All drug stores were prepared at 1000-fold concentration in DMSO. Cells were applied to the medium of 12-well plates (Midwest Scientific, St. Louis, Mo.) (1 x 10 ⁵ per well) and each treatment was performed three times. For mono-therapeutic treatment, the cells were treated with decitabine (purchased from Sigma-Aldrich, St. Louis, Mo.) in a dose range of 0.01 μM to 10 μM, or with 0.01 to 100 μM of romdepsin (provided by Gloucester Pharmaceuticals, nM. < / RTI > DMSO was used as a carrier control. Cells were tripped for 72 h after treatment and counted using a Coulter Particle Counter (Beckman, Brea, Calif.). For co-administration, cells were treated with a dose range of 0.1, 1, or 10 μM of decitabine. After 48 hours, the cells were treated with a dose range of 0.5 nM to 7.5 nM of romipeptin for 24 hours. Cells were trypsinized 24 hours later and counted.

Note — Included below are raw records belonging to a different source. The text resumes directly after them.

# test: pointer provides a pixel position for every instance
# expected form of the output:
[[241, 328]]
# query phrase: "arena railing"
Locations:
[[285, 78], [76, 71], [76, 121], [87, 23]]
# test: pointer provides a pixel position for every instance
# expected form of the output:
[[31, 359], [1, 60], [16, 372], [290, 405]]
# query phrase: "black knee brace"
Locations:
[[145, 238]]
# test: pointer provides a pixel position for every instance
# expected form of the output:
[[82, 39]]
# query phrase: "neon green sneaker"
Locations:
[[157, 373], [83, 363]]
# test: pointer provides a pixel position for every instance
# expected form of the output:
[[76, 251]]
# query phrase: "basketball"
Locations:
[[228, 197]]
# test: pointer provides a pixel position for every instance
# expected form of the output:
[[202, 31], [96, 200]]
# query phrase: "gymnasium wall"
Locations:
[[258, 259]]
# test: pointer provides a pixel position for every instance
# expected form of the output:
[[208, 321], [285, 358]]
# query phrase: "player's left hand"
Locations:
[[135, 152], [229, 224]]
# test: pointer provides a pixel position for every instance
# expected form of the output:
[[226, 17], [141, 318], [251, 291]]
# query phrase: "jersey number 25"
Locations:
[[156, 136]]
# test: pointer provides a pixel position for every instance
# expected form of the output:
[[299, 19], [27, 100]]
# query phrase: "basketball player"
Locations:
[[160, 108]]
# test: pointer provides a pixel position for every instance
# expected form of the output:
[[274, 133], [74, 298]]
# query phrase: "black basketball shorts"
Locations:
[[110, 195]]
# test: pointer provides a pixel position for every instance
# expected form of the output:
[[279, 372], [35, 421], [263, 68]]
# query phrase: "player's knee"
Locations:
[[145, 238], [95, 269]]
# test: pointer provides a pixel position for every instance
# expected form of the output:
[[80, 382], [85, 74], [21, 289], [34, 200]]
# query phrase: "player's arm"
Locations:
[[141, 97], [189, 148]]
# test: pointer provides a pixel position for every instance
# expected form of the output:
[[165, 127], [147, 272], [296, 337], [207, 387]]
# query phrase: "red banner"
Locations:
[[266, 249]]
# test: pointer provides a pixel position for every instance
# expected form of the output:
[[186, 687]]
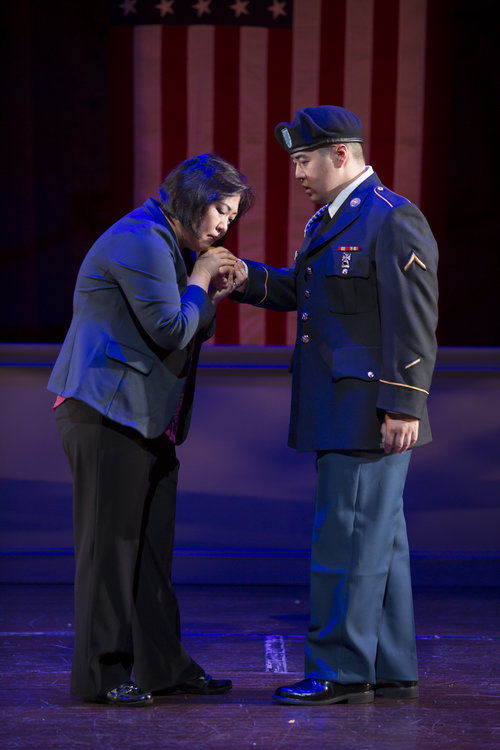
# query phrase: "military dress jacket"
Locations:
[[364, 285], [131, 349]]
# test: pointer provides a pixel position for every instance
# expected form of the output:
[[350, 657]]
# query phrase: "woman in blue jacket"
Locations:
[[145, 299]]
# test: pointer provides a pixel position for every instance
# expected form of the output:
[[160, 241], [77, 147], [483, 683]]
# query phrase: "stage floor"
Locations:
[[255, 636]]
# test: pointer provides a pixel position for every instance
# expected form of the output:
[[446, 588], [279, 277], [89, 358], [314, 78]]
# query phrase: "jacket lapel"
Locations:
[[349, 212]]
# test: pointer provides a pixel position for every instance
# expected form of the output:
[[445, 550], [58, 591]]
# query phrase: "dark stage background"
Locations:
[[96, 107]]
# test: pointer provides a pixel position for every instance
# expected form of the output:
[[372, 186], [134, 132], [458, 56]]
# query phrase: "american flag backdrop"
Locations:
[[218, 75], [104, 96]]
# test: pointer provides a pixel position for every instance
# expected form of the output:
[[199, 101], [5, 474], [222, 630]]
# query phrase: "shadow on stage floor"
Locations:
[[255, 636]]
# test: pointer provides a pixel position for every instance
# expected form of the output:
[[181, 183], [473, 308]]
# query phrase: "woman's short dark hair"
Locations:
[[192, 185]]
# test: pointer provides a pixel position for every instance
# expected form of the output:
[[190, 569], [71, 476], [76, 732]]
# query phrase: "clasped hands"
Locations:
[[222, 273]]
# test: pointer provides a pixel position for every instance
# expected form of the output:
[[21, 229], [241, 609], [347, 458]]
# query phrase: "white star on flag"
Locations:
[[277, 9], [202, 6], [240, 7], [165, 7]]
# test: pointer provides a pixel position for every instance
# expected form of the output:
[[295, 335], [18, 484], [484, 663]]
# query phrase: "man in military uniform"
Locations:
[[365, 290]]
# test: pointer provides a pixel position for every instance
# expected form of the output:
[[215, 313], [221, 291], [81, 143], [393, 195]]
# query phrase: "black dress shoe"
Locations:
[[311, 692], [129, 694], [402, 689], [203, 685]]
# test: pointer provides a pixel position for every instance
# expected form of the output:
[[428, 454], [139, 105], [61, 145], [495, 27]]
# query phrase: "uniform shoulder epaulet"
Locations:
[[390, 198]]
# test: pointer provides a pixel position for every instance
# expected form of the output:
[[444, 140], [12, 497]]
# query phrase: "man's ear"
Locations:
[[340, 155]]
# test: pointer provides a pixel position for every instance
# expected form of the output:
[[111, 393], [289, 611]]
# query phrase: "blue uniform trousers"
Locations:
[[362, 626]]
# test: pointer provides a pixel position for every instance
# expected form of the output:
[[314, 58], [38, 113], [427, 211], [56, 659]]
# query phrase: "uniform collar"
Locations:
[[345, 193]]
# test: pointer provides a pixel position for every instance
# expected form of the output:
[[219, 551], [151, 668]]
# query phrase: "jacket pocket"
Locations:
[[126, 355], [347, 263], [361, 362]]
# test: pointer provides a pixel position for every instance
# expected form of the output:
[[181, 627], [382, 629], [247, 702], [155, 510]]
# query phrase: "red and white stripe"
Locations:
[[223, 88]]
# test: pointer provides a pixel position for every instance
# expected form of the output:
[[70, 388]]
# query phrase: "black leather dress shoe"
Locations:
[[311, 692], [203, 685], [129, 694], [402, 689]]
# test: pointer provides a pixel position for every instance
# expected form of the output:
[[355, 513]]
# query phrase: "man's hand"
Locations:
[[213, 267], [240, 277], [224, 283], [399, 432]]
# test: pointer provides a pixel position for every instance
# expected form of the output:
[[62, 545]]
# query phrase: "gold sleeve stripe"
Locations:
[[403, 385], [265, 286], [414, 257], [415, 362]]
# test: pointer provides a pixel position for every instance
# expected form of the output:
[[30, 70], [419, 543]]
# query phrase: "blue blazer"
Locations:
[[136, 327], [364, 286]]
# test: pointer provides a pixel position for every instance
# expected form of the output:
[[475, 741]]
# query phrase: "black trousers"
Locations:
[[126, 612]]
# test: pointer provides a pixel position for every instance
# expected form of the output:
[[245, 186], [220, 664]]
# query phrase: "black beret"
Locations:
[[318, 126]]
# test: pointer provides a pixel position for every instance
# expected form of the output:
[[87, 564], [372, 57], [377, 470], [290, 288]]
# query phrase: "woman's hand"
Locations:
[[223, 285], [213, 267]]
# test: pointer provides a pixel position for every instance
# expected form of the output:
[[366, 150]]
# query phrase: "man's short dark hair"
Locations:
[[189, 188]]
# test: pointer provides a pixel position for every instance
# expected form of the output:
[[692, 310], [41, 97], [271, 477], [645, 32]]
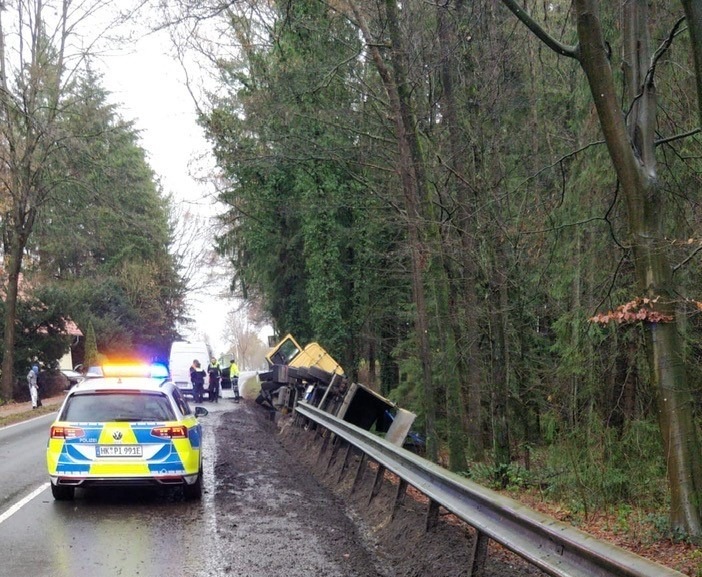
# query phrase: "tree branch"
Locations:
[[535, 27]]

Appropriate mono-therapy and DMSO treatments were included as controls and administered at the time of combination. Optimal combination doses of 1 μM decitabine for 72 hours with the addition of 5 nM romipeptin for the last 24 hours were used for further treatment.

For the treatment of cells with recombinant human sFRP1, MDA231 and KIJ265T, cells were seeded in 96-well culture plates with 5000 cells per well in 100 [mu] l DMEM supplemented with PSA and 10% FBS. After overnight incubation, the cells were washed in PBS and 100 μl of serum-free DMEM containing the final concentration of sFRPl was added. The cells were incubated for 6 hours. The serum was reintroduced into these wells for a final concentration of 2% FBS. Plates were incubated for 72 hours before trypsinization and counting of cells.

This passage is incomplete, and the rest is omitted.